You, naked and lewd. “Oh—you know. Boyfriends. That whole routine.”
“It’s not so bad,” she says, “having someone around.”
“Breathing your air . . .” I reply, making a strangling gesture with both hands.
She opens her mouth, then her palms, to respond, but for a while nothing comes out. I wait, hoping for some clue—how does she live? how does anyone?—but then I begin to feel ridiculous: what am I, the family dog at the dinner table, waiting tensed, eyes fixed on her face?
Leaning back, I look around for something else to do. On the nightstand, where she dropped it on the way in, is my mail—a new “privilege,” paid for in pounds. A letter from the university, inquiring whether I, ID number 071158, wish to extend my leave of absence into the spring (please complete this form). A membership renewal notice from the gym. A bill from the bookstore, last chance. A change-of-address card, forwarded by my mother (though I note that, of course, she’s misspelled the institution’s name).
Amanda Jane would like to inform you of her new address in the city; she and Bruce have decided, with
regret, on a “trial separation.” (But the blond babies: where are they?) I try to believe it.

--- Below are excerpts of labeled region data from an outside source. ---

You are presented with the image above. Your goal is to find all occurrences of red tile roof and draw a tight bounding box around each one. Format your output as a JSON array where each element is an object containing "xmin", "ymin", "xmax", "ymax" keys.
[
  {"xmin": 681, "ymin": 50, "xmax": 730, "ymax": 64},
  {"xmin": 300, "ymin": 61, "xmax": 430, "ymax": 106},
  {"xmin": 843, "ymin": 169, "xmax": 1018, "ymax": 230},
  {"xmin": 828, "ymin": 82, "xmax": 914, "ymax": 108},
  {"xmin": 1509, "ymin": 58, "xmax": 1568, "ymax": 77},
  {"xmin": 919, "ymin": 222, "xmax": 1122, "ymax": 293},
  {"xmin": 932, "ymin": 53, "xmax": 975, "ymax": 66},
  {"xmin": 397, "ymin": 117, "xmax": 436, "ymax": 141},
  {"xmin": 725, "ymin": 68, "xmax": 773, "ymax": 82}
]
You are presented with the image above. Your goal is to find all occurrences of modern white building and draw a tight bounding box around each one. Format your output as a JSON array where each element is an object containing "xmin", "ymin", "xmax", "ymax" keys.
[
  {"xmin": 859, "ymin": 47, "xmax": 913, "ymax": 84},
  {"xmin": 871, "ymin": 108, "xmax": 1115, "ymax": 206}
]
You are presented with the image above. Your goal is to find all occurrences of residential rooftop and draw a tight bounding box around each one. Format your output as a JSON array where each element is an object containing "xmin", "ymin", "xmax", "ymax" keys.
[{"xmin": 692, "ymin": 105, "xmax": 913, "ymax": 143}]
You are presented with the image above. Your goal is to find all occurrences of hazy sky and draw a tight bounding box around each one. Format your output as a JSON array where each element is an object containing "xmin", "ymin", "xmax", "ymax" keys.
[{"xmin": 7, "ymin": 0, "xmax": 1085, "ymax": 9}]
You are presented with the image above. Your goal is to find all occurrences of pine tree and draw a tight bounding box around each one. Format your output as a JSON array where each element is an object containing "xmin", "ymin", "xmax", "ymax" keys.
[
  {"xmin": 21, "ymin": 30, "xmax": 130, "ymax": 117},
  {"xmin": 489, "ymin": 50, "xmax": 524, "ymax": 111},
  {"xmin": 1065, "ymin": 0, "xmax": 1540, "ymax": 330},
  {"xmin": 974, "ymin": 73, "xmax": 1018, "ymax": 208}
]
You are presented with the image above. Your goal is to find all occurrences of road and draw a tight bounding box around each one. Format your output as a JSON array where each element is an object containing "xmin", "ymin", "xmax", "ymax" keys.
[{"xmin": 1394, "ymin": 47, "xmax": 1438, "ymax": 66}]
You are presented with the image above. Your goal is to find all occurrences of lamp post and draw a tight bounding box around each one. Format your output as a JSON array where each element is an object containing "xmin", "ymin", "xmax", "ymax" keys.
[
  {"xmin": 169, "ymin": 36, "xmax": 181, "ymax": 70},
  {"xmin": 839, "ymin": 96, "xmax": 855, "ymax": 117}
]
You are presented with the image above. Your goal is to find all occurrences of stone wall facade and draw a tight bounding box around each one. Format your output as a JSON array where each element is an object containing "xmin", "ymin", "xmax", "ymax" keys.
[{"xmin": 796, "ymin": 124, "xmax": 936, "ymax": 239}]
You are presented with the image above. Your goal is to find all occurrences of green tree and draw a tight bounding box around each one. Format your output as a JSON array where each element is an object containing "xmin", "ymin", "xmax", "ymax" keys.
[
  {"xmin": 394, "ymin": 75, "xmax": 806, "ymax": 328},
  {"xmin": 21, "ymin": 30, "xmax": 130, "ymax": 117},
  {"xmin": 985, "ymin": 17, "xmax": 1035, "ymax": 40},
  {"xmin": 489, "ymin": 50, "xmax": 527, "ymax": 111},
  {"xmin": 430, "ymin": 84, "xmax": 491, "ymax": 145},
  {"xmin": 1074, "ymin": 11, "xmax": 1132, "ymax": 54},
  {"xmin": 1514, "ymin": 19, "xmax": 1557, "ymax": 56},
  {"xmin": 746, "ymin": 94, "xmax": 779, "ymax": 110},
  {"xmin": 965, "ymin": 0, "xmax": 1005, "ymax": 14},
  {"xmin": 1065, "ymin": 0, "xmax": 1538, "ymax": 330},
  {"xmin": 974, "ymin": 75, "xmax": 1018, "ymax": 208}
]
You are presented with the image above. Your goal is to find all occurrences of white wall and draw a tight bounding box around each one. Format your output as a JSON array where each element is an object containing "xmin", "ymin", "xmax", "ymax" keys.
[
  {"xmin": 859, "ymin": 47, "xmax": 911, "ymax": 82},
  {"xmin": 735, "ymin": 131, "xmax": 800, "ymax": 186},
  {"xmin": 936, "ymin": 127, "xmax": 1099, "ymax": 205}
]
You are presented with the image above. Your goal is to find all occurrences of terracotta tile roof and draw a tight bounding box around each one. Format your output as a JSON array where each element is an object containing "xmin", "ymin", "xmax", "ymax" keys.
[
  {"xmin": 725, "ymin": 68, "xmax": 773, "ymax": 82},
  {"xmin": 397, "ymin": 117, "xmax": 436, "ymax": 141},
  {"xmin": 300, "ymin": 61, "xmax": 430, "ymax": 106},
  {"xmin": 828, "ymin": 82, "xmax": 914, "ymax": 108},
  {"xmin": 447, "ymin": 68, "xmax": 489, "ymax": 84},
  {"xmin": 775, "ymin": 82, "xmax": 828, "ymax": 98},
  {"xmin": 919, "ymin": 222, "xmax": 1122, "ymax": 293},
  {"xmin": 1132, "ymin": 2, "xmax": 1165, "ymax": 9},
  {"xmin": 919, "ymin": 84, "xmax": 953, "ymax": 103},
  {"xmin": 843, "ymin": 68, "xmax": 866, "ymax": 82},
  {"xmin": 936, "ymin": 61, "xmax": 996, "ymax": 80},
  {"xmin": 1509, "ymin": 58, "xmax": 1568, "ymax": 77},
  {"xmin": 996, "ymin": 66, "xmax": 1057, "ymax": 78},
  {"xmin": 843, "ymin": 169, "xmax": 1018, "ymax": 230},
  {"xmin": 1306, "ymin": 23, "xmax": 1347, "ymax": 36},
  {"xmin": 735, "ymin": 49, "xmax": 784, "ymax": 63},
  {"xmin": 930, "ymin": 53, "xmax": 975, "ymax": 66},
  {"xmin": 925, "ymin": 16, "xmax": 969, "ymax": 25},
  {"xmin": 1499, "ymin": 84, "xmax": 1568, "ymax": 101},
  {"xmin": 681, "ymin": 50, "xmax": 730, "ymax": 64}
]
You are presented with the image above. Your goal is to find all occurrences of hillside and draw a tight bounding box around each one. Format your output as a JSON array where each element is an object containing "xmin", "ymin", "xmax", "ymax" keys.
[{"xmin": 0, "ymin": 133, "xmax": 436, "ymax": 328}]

I try to imagine her alone after all these years; I imagine her, in the long black insomniac night, staring into the mirror as if it might tell her something (is she still lean and golden, I wonder, or has she— no, impossible). I imagine her like me now, with emptiness all around her, so independent that there’s nothing left to hold her to the earth. Don’t do it, I want to cry out; I’ve tried separation and it doesn’t work.
Perhaps I might call her.
No; what would I say?
I return to the mail (how long have I been staring at that tiny noose of wire, where the window mesh has pulled away from the frame?). In the same envelope—as if merely by chance—I find five photos and a note: “To our dearest Josephine, Hoping these remind you of happier times, and that your recovery is going well. Did you get the flowers? Your loving Mother and Dad.” Dr. Frog, I’m sure, requested these as part of the “therapeutic process”; they all show me at my most grotesque—two, which I refuse to look at, at over a hundred pounds.
“Is that you?” Suzanne asks, shuffling through, picking one.
“Let’s see.” I have to inspect it carefully because I never recognize my own face on film (does anyone?). This one shows a pale girl who bears no resemblance to me, with long dark hair and blackened eyes; she’s wearing a chocolate-colored corduroy jacket over faded denims and high-heeled boots. “Freshman year, near the beginning: ninety-two pounds,” I decide. “Look how fat my face is!”
“You look beautiful,” she says. “Were you menstruating at that weight?”
“God, no.”
It was the stench I couldn’t stand, that of the body’s dark red rotten interior. The exterior—with enough effort—could be kept under control.